Tunceli, Turkey - Remote and poor, Tunceli has all the ingredients of a typical rural town in eastern Turkey, except that Tunceli is anything but typical.
Women here do not wear kerchiefs. The central mosque remains empty even on Fridays. Local politics has a Cold War feel about it, dominated by a medley of communists and socialists -- political groups that are marginal elsewhere in Turkey.
The key to Tunceli's oddness lies in the identity of its people. Like perhaps 20 percent of Turks, they are not Sunni Muslims, but Alevi -- members of a sect distantly related to Shi'ites.
Not that their place of worship on the town's outskirts in any way resembles the mosques of neighboring Shi'ite Iran.
Men, women and children attend the Thursday meeting at the "cemevi," an Alevi place of worship that is not considered a mosque.
There is music and stylized circular dancing. The ceremony ends with the religious leader, in tears, describing the death of Imam Hussein, the grandson of the prophet Muhammad, at the hands of a Sunni caliph.
Onlookers sob, and a woman hands out handkerchiefs.
Persecuted under the Ottoman Empire, most Alevis remain loyal to Mustafa Kemal Ataturk's secularist revolution of the 1920s. But they have long had doubts about the nature of Turkey's secularism, and those doubts are beginning to be converted into action.
Tunceli journalist Haydar Toprakci ascribes Alevi activism to the 2002 election victory of the Justice and Development Party (or AKP, in its Turkish initials), a party of religious Sunnis.
"Every one of the AKP's 360-odd members of parliament is a Sunni," he observed, adding: "It's the Alevis, not the Kurds, who are Turkey's true second-class citizens."
The same attitude spurred Izzettin Dogan, head of Turkey's most influential Alevi group, to take the Education Ministry to court in December over obligatory religious classes in school, which he says teach only Sunni Islam.
"We had no choice," he said. "At least we could talk to previous governments. With the present government, all contact has been lost."
Individual Alevis have taken their complaints further. The European Court of Human Rights is scheduled to rule on a case brought by parents demanding that their children be excused from religious education. In a landmark decision last month, a Turkish court ruled in favor of parents with a similar demand.
"The thought of going to court didn't occur to me until one Ramadan, when the religious teacher began insisting all Muslims should fast," Hatice Kose told the Turkish daily Radikal. "My son said that because everybody else in the class was fasting, he would, too."
Unlike Shi'ites and Sunnis, Alevis fast at observances other than Ramadan.
In an apparent effort to stave off further legal challenges, Education Minister Huseyin Celik announced in February that the curriculum had been changed to include a discussion of Alevi beliefs.
The move leaves Alevis, who say they were not consulted, unconvinced. In any case, their main grievance lies elsewhere, with the Diyanet, the powerful state foundation of religious affairs.

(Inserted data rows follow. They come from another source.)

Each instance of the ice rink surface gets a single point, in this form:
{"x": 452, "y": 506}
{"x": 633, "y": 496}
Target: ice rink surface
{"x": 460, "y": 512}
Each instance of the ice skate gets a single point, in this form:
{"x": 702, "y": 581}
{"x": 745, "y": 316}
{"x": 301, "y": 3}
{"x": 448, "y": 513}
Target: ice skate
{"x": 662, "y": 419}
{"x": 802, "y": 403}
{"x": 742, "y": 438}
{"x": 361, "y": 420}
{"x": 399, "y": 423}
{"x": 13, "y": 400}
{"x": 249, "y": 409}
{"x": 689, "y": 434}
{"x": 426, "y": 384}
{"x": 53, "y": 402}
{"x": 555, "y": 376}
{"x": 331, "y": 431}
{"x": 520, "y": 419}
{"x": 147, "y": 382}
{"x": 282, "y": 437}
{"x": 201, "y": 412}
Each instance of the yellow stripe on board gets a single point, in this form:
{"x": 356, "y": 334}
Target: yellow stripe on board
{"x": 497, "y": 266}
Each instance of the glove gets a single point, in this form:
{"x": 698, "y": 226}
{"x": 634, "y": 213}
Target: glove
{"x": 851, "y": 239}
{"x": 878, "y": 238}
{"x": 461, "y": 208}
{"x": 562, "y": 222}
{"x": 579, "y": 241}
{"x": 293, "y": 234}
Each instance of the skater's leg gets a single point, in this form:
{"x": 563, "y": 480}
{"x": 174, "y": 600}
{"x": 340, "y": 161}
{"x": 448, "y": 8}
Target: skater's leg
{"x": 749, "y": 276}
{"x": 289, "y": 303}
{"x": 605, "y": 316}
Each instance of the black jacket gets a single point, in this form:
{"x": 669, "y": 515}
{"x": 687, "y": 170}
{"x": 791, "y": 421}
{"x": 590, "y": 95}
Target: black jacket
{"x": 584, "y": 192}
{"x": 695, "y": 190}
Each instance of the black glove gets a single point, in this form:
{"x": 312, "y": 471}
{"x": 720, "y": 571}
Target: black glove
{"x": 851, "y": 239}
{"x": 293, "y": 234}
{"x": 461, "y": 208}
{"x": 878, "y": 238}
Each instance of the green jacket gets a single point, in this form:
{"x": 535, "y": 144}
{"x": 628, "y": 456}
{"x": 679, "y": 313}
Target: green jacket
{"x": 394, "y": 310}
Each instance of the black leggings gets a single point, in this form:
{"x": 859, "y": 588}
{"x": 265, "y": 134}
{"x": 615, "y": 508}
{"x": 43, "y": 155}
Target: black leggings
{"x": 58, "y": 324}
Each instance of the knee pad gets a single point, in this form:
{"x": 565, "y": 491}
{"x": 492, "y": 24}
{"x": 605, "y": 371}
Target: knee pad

"Every belief group is our partner," said Diyanet leader Ali Bardakoglu, who is responsible for maintaining Turkey's 80,000 mosques and monitoring their state-employed preachers.
But then he argues that Alevis are actually Sunni. "It's not that we are opposed to cemevis," he said, "but they are not an alternative to mosques. Alevis can have their semah [ritual dances], but they should fast, too."
It's an attitude that inspires bitter irony in Tunceli schoolteacher Nuriye Bagriyanik.
Alevis are particularly irked that the state denies them the right to describe their cemevis as places of worship. The few cemevis there owe their existence to private donations. Sunni mosques and preachers, meanwhile, are funded by the state.
"Why should the taxes I pay be used to build buildings I'll never use," asked Tunceli shopkeeper Murat Polat.
Like the European Union's representative for Turkey, Hansjoerg Kretschmer, who argued in January that the Diyanet "has no place in a secular country," Mr. Polat wants to see the agency abolished.
Arif Kuyumcu, a frequent worshipper at Karacaahmet Sultan, an Istanbul cemevi, said, "Funding yourself guarantees independence. If Turkey stopped using public money to pay for mosques, I swear the number [of mosques] would drop."